Now, a year after the target-date funds went from darlings to villains, many individuals have regained a good portion of what they lost, and the cry for government intervention has eased.
But as the Department of Labor and the Securities and Exchange Commission work on disclosure guidelines and other rules for employers and fund companies that offer target-date funds in 401(k) retirement-savings plans, research from Morningstar Inc. suggests that Congress probably was too quick to give the volatile funds the government's blessing.
Morningstar researchers said target-date funds were far from the simple funds many envisioned. The complexity is apparent in the differences among funds carrying the same target retirement date. With the variety, risks are more extreme in some funds than others.
Stock exposure differs dramatically, from more than 65 percent to roughly 25 percent stocks in 2009 for funds aimed at people who intend to retire this year. And other risks vary as well. Morningstar notes that certain funds performed poorly, in part, because of investments in toxic mortgage bonds.
Chris Tobe, a pension consultant and critic, has testified in congressional hearings that fund companies loaded too much stock into funds intended for near-retirees because the companies make more money on stocks than bonds.
Morningstar analysts are not convinced that has been the issue. Rather, they note that during the rising stock market between 2003 and 2007, fund companies competed to win lucrative 401(k) business. Adding more stocks boosted returns in the funds and attracted employers. According to the SEC, the fast-growing target-date fund business totaled about $240 billion last summer, compared with $10 billion a decade earlier.
In addition, Morningstar noted that the industry was fixated before the market downturn on the concern that many Americans will live for decades in retirement and could run out of money unless they bolstered their savings by investing in stocks.
Morningstar concluded that target-date funds have worked well for young savers who stuck with their investments despite sharp losses, but failed people on the verge of retiring.

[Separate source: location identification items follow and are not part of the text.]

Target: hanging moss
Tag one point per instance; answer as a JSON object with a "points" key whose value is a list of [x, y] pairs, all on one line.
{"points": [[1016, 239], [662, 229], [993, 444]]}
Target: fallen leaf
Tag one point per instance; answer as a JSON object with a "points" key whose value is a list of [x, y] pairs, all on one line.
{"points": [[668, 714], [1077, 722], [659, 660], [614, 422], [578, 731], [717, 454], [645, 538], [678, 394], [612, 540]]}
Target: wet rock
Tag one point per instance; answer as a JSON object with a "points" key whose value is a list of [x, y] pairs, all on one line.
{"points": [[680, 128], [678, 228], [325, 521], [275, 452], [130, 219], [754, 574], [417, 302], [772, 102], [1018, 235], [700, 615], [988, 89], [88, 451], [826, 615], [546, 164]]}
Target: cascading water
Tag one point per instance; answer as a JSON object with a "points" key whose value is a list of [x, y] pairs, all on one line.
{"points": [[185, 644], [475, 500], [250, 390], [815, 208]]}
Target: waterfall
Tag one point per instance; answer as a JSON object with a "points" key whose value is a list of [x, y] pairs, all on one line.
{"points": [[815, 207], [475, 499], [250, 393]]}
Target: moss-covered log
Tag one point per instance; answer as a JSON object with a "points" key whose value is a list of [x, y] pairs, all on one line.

Flows out of the funds indicate many nervous pre-retirees never imagined such sharp losses and fled, missing the upturn that followed.
That finding is no surprise to Jodi DiCenzo, a partner in Behavioral Research Associates, who recently completed a study of investors for Envestnet, an investing-consulting firm.
"Investors don't have a clue about target-date funds," she said. "And target-date funds give people a false sense of security."
After reading the marketing material that fund companies provided on the funds, 62 percent of 401(k) investors she surveyed thought target-date funds would make it possible for them to retire on the date they planned, regardless of how much money they saved, and 32 percent thought they would earn a guaranteed return. About 41 percent did not realize they could lose money over a year, even though it is common for people to lose money in funds that include stocks, as virtually all target-date funds do. Roughly 57 percent did not think they could lose money over 10 years.
Individuals need better education, she said, because people do not realize the losses they can incur during downturns. And employers are failing workers by focusing on investments to prepare for their future.
"They must be told the most important thing they can do is to save more," she said.